My German is very basic (at best) but I sometimes have to write little blurbs about music and sometimes the music I write about is German. Since it's getting close to Christmas, I needed to write something about the Bach chorale Jesus bleibet meine Freude (usually translated into English as Jesu, Joy of Man's Desiring, although that bears little resemblance to the original). And when I typed the title, the grammar-checker I use complained that I had misspelled "bleiben". My editor hates it when I misspell words, so I checked all the versions I could find online, and they almost universally wrote "bleibet". (One of them used "bleibt", but it turned out to be a typo, since "bleibet" clearly appears on the album cover.) So I'm sure "bleibet" is correct, but I'm curious as to why.

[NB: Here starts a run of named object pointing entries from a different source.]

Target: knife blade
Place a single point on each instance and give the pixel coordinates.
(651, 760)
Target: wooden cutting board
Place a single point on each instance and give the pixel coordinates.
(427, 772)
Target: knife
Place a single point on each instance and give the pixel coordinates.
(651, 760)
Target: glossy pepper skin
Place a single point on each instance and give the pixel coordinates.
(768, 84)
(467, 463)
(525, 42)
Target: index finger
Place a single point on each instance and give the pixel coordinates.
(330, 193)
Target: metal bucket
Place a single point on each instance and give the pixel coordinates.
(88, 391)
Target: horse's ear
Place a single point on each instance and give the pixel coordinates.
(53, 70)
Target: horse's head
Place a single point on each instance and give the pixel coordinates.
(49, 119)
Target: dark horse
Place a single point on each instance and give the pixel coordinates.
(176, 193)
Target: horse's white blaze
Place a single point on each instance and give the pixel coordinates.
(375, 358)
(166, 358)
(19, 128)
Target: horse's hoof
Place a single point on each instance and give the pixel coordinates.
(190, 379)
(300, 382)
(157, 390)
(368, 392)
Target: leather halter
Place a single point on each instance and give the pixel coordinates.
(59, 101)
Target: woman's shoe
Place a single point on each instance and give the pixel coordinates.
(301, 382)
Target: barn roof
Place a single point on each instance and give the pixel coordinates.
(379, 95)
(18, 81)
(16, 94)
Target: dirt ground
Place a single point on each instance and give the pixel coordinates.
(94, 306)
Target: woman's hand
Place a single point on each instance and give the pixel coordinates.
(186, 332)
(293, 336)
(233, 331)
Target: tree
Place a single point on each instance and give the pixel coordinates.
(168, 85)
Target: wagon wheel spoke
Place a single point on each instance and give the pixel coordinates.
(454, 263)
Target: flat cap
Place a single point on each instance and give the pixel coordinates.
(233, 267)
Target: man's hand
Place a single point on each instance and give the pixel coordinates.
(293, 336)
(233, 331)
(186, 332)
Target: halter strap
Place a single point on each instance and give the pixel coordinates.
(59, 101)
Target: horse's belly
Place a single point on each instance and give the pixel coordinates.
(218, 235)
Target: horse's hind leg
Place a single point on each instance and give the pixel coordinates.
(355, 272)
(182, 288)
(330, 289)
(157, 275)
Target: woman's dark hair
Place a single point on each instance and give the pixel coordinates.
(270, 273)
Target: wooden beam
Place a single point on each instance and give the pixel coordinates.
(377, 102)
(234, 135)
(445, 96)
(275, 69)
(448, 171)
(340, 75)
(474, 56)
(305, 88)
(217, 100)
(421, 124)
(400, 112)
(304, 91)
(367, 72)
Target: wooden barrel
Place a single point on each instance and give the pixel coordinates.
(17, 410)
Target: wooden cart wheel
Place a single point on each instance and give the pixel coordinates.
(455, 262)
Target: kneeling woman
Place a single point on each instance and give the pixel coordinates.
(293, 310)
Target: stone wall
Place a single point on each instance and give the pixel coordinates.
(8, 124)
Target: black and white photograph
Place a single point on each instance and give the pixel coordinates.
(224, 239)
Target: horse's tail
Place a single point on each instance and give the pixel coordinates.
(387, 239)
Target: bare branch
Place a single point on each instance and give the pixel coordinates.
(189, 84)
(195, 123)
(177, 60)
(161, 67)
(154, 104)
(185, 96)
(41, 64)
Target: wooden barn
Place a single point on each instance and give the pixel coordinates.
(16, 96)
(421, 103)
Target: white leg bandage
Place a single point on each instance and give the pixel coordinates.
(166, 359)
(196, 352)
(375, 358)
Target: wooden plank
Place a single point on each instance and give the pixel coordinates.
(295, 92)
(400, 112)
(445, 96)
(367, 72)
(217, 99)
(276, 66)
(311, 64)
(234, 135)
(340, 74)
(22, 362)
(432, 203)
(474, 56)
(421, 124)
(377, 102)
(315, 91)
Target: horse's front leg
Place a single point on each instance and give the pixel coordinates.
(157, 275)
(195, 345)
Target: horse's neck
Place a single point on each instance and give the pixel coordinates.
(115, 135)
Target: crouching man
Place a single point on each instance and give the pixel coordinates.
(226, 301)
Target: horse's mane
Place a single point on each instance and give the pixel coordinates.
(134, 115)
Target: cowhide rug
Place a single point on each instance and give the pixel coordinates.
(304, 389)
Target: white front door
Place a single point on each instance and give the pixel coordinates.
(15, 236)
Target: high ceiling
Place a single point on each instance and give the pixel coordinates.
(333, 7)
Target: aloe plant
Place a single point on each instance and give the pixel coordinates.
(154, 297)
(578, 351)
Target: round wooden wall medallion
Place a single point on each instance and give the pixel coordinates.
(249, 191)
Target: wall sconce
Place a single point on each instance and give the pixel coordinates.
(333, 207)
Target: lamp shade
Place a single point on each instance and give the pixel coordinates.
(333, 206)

According to Duden's conjugation for bleiben, the only place "bleibet" shows up is in the second person plural subjunctive "ihr bleibet". It's hard for me to see how this could be appropriate, although I could be missing some subtlety; I would have thought that the correct conjugation would be "bleibt" (third person singular, present tense).
The text which Bach adapted for his cantata was written around 1665 by Martin Jahn (or Janus) (according to en.wikipedia/de.wikipedia, which cites the work in both language editions as Jesus bleibet meine Freude). So I suppose it could be an archaic usage. Or it could be an phonological modification to fit the meter, which requires "bleibet" to be sung as two syllables.
In pursuit of a possible archaic usage, I noted that the English adaptation (it's certainly not a translation) uses the archaic Latin vocative "Jesu", which must have sounded poetic but also doesn't seem to me to be appropriate; the phrase is not addressed to Jesus, even metaphorically. And as far as my research indicated, the original text in German was always "Jesus". (I did find several references in German which call it "Jesu bleibet meine Freude", but I suspect that these are the result of contamination by the English title.) But if the phrase were considered to address Jesus rather than referring to him, then a different conjugation would be appropriate, presumably "bleibst".
Anyway, if someone has some insight which could satisfy my curiosity, I'd be grateful. In the meantime, I'm just ignoring the squiggle produced by my grammar-checker (as I often have to do).